Fix XLA and AMP (#10262)

2021-02-19 12:57:16 +01:00
parent 3d72d47f09
commit 86caeb7636
2 changed files with 28 additions and 34 deletions
--- a/src/transformers/models/t5/modeling_tf_t5.py
+++ b/src/transformers/models/t5/modeling_tf_t5.py
@@ -169,14 +169,18 @@ class TFT5Attention(tf.keras.layers.Layer):
        self.o = tf.keras.layers.Dense(self.d_model, use_bias=False, name="o")
        self.dropout = tf.keras.layers.Dropout(config.dropout_rate)

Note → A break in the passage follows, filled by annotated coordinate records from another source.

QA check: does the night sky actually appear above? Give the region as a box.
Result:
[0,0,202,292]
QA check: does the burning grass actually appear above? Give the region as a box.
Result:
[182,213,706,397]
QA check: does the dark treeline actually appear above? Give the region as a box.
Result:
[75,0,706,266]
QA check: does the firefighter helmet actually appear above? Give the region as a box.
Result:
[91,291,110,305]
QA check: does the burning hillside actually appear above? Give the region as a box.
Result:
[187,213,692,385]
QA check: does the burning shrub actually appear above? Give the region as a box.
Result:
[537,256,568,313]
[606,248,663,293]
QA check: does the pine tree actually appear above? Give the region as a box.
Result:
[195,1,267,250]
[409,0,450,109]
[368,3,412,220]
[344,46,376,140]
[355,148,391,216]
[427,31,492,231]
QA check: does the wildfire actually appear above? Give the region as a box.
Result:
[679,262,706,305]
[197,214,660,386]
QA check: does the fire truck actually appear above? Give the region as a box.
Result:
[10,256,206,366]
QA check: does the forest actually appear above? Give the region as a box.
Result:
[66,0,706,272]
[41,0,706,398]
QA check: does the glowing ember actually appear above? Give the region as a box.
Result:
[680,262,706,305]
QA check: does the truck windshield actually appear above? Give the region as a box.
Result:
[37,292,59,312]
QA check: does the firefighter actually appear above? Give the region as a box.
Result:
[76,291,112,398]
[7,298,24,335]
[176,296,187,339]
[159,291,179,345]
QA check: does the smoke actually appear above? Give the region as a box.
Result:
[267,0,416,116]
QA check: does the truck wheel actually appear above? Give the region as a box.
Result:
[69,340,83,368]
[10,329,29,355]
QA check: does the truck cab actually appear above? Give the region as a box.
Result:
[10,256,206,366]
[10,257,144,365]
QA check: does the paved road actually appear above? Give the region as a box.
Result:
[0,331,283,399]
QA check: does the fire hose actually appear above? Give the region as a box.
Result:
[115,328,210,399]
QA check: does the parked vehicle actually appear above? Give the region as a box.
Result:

-        if self.has_relative_attention_bias:
-            self.relative_attention_bias = tf.keras.layers.Embedding(
-                self.relative_attention_num_buckets,
-                self.n_heads,
-                name="relative_attention_bias",
-            )
        self.pruned_heads = set()

+    def build(self, input_shape):
+        if self.has_relative_attention_bias:
+            with tf.name_scope("relative_attention_bias"):
+                self.relative_attention_bias = self.add_weight(
+                    name="embeddings",
+                    shape=[self.relative_attention_num_buckets, self.n_heads],
+                )
+
+        return super().build(input_shape)
+
    def prune_heads(self, heads):
        raise NotImplementedError

@@ -206,18 +210,20 @@ class TFT5Attention(tf.keras.layers.Layer):
        #        n = -relative_position
        if bidirectional:
            num_buckets //= 2
-            relative_buckets += tf.dtypes.cast(tf.math.greater(relative_position, 0), tf.int32) * num_buckets
+            relative_buckets += (
+                tf.cast(tf.math.greater(relative_position, 0), dtype=relative_position.dtype) * num_buckets
+            )
            relative_position = tf.math.abs(relative_position)
        else:
            relative_position = -tf.math.minimum(relative_position, 0)
        # now n is in the range [0, inf)
        max_exact = num_buckets // 2
        is_small = tf.math.less(relative_position, max_exact)
-        relative_position_if_large = max_exact + tf.dtypes.cast(
-            tf.math.log(tf.dtypes.cast(relative_position, tf.float32) / max_exact)
+        relative_position_if_large = max_exact + tf.cast(
+            tf.math.log(relative_position / max_exact)
            / math.log(max_distance / max_exact)
            * (num_buckets - max_exact),
-            tf.int32,
+            dtype=relative_position.dtype,
        )
        relative_position_if_large = tf.math.minimum(relative_position_if_large, num_buckets - 1)
        relative_buckets += tf.where(is_small, relative_position, relative_position_if_large)
@@ -233,7 +239,9 @@ class TFT5Attention(tf.keras.layers.Layer):
            bidirectional=(not self.is_decoder),
            num_buckets=self.relative_attention_num_buckets,
        )
-        values = self.relative_attention_bias(relative_position_bucket)  # shape (query_length, key_length, num_heads)
+        values = tf.gather(
+            self.relative_attention_bias, relative_position_bucket
+        )  # shape (query_length, key_length, num_heads)
        values = tf.expand_dims(
            tf.transpose(values, [2, 0, 1]), axis=0
        )  # shape (1, num_heads, query_length, key_length)
@@ -326,7 +334,7 @@ class TFT5Attention(tf.keras.layers.Layer):

        if position_bias is None:
            if not self.has_relative_attention_bias:
-                position_bias = tf.zeros((1, self.n_heads, real_seq_length, key_length), dtype=tf.float32)
+                position_bias = tf.zeros((1, self.n_heads, real_seq_length, key_length))
            else:
                position_bias = self.compute_bias(real_seq_length, key_length)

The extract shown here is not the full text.